HUNTINGTON BEACH — The city of Huntington Beach and California State Parks announced Sunday they will reopen city and state beaches in Huntington Beach on Monday morning.
The beaches were closed by the large oil spill that crews started to clean up last weekend.
The joint decision to reopen the beaches at 6 a.m. comes after water-quality testing results showed non-detectable amounts of oil-associated toxins in ocean water, Huntington Beach police spokeswoman Jennifer Carey said.
“The health and safety of our residents and visitors is of the utmost importance. We understand the significance our beaches have on tourism, our economy and our overall livelihood here in Huntington Beach,” said Huntington Beach Mayor Kim Carr. “It is important that our decision to reopen our shoreline and water be based on data and that we continue to monitor the water quality going forward.”
Officials continued to warn the public not to handle any tar balls they may encounter on the sand. Oil contains hazardous chemicals. If skin contact occurs, they are advised to wash the area with soap and water or baby oil and avoid using solvents, gasoline, kerosene, diesel fuel, or similar products on the skin. Officials say these products, when applied to skin, present a greater health hazard than the tar ball itself.
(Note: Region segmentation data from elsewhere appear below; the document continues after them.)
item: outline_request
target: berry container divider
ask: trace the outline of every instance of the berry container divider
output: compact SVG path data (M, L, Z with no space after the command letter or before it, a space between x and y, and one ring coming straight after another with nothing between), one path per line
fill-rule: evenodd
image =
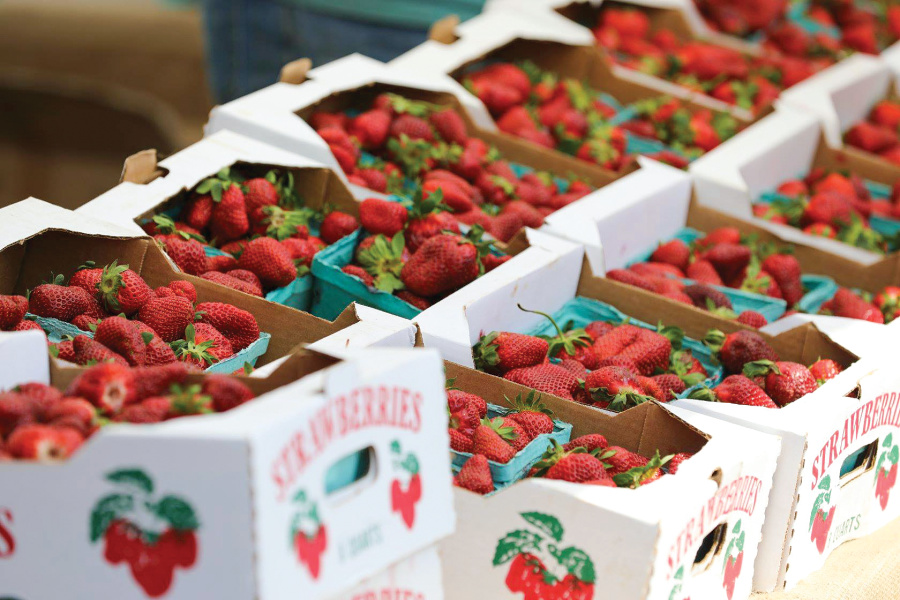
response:
M38 336L16 338L19 345L45 344ZM44 348L42 356L46 368ZM206 379L188 377L191 385ZM334 598L427 552L453 531L444 377L436 353L378 349L341 361L300 351L267 378L241 380L257 398L234 411L156 425L113 423L70 460L0 463L8 484L0 523L10 542L0 561L4 593ZM71 377L45 372L38 381L65 389ZM396 412L379 413L384 396L378 390L385 389L393 390ZM351 407L383 420L340 431L323 425L323 419L337 423ZM302 464L293 462L297 444L308 443L299 440L313 438L322 445L304 454ZM328 493L329 469L360 448L371 458L366 476ZM411 474L398 463L417 468ZM420 493L410 496L414 480ZM172 530L190 534L161 544L158 554L142 538L116 537L116 519L154 535L164 522L159 517L186 525ZM341 552L344 541L371 540L373 531L378 543L352 555ZM323 543L315 547L318 533ZM43 543L50 538L53 544ZM142 560L159 558L153 571L137 556L132 561L117 553L129 542L145 545L138 547ZM35 577L48 560L57 576Z
M631 323L632 325L637 325L638 327L656 331L655 326L650 325L649 323L645 323L644 321L641 321L639 319L630 317L617 308L610 306L609 304L580 296L576 296L575 298L567 301L562 305L562 307L560 307L559 310L555 311L552 316L553 319L559 324L559 326L563 327L564 329L568 326L577 329L579 327L584 327L592 321L606 321L607 323L627 322ZM670 325L671 323L665 324ZM556 333L556 329L554 329L552 323L545 322L541 323L538 327L535 327L527 333L529 335L553 336ZM715 358L713 358L712 352L706 345L704 345L702 342L698 342L695 339L685 337L684 341L682 342L682 347L691 351L691 354L700 361L709 376L700 383L687 388L684 392L678 395L679 398L687 398L693 390L703 386L714 387L719 383L719 381L721 381L722 366ZM553 360L554 359L551 359L551 362Z
M496 404L491 404L490 402L488 402L487 406L488 419L504 417L513 412L513 409L511 408L498 406ZM519 450L508 463L503 464L488 460L488 465L490 465L491 468L491 476L494 479L494 487L505 487L525 477L528 474L528 471L531 470L531 467L541 460L541 457L547 450L547 446L550 444L551 440L559 442L562 446L569 442L571 435L572 426L569 423L564 423L559 419L553 419L552 433L544 433L531 440L528 445ZM454 470L458 470L467 460L472 458L470 452L457 452L452 449L450 450L450 455L452 457Z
Beachgoers who encounter tar balls were encouraged to email [email protected]
According to data provided Sunday afternoon by the Unified Command handling the cleanup effort:
More than 1,600 people are conducting response operations.
To date, 5,544 total gallons of crude oil have been recovered by vessel.
13.6 barrels of tar balls were recovered Saturday.
About 250,000 pounds of oily debris has been recovered from shorelines.
Two overflights were scheduled for Sunday.
11,400 feet of containment boom have been strategically deployed.
The Unified Command is headed by the U.S. Coast Guard and also includes officials from Orange County, San Diego County, the California Department of Fish and Wildlife and Amplify Energy Corp. — the owner of the damaged pipeline that leaked the oil.
Contracted cleanup teams were cleaning locations from Seal Beach down to San Onofre Beach, while officials were conducting water and soil sampling Sunday along San Onofre Beach.
Meanwhile, the Oiled Wildlife Care Network reported that its responders had recovered 58 species impacted by the spill as of Sunday, 50 birds and eight fish. Twenty-six of the birds were recovered alive, but all eight of the fish were dead.
The organization was doing extensive recovery from Long Beach Harbor down to Oceanside, field stabilization at the Wetlands and Wildlife Care Center in Huntington Beach, and primary care at the Los Angeles Oiled Bird Care and Education Center — home to International Bird Rescue.